THE sight of Rudd walking in water (if not quite on it) did bring forth one miracle, courtesy of News Limited columnist Piers Akerman. Shorn of its many nuances, Akerman's consistent stance on the former PM could perhaps be condensed as: "I disliked him before he was unpopular." Yet yesterday, he said something almost positive: "Even [Julia Gillard's] predecessor Kevin Rudd has appeared looking as natural as it is possible for him to be, wading through the water and pitching in. Again, the contrast between Gillard and Rudd has given the ALP cause to wonder at the wisdom of its leadership." A little backhanded, but a thing of surprise and beauty, nonetheless.
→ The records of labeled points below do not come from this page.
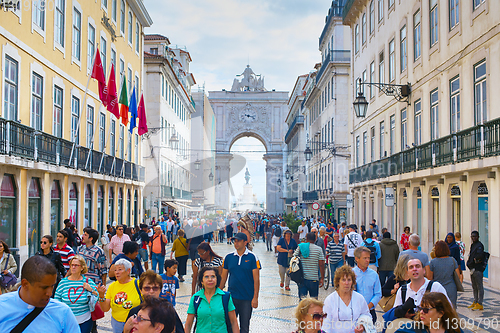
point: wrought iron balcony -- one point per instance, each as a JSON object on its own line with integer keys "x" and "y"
{"x": 334, "y": 56}
{"x": 475, "y": 142}
{"x": 299, "y": 120}
{"x": 25, "y": 142}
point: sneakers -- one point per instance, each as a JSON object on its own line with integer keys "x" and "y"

No signs of hesitation whatsoever from Mia Freedman, however, who has taken late onset adoration of Queensland Premier Anna Bligh to new heights on her Mamamia blog: "It's hard to find enough superlatives to describe Anna Bligh right now. I want her to be my mum and my prime minister and my best friend. I want to sit in front of my TV and just watch her talk because with every sentence, she manages to strike an extraordinary balance of compassion and calm and heartbreak and resolve." Blimey. After all that Labor love, we feel we ought to mention we wait anxiously for every one of Barnaby Joyce's lyrical press releases; we're just not sure we can compete with the power of Freedman's ardour, so we'll leave it at that.

Without a paddle

THE floods have also yielded the odd mystery, such as the one that enveloped the office of Queensland Transport Minister and member for Ipswich, Rachel Nolan, when an email came in asking whether she'd lost an orange canoe. Nolan is better known more as an enthusiast of the pedal than the paddle, so it took some serious head-scratching before the penny dropped. Several years ago, Nolan christened a canoe built by students at Bremer State High School in her electorate; her name is emblazoned on its bow. The canoe was found on the banks of the Brisbane River near Kingsford Smith Drive, about 40km from where it was stored at Karana Downs. Meanwhile, the good ships Paul Pisasale (Ipswich Lord Mayor), David Hamill (former state treasurer) and Andrew Antoniolli (Ipswich councillor) are believed to be still adrift on the wide brown yonder. As for the one that didn't get away, Nolan's office tells Strewth arrangements have been made to return it to the school.

Adult education

EDUCATIONAL headline of the week, courtesy of The Sydney Morning Herald: "Adultery in the marital bed a fast-track to divorce."

Someone's cross

AS a left-leaning paper, Britain's The Guardian prides itself on its compassion, except when it comes to Australia and the Ashes. Indeed, The Guardian is flogging T-shirts that feature an Australia-shaped St George's Cross, with the score of each test placed callously next to the site of each atrocity. The gloating is also available in mug form (by which we mean a drinking vessel). Bastards. Sorry, we meant to say: fair cop. It just came out wrong.

Globe-totters

GIVEN that the question of how many people it takes to change a lightbulb has been canvassed extensively, it's perhaps time to move on and ask: how many people does it take to count them? It appears the answer is three if you're in federal Parliament House, where we hear a modest yet comprehensive team - a security guard, a consultant, and a member of Parliament House building services - has been assigned to the task of what should surely be known as globe-totting. This has been a presentation of Strewth's Light Entertainment Unit.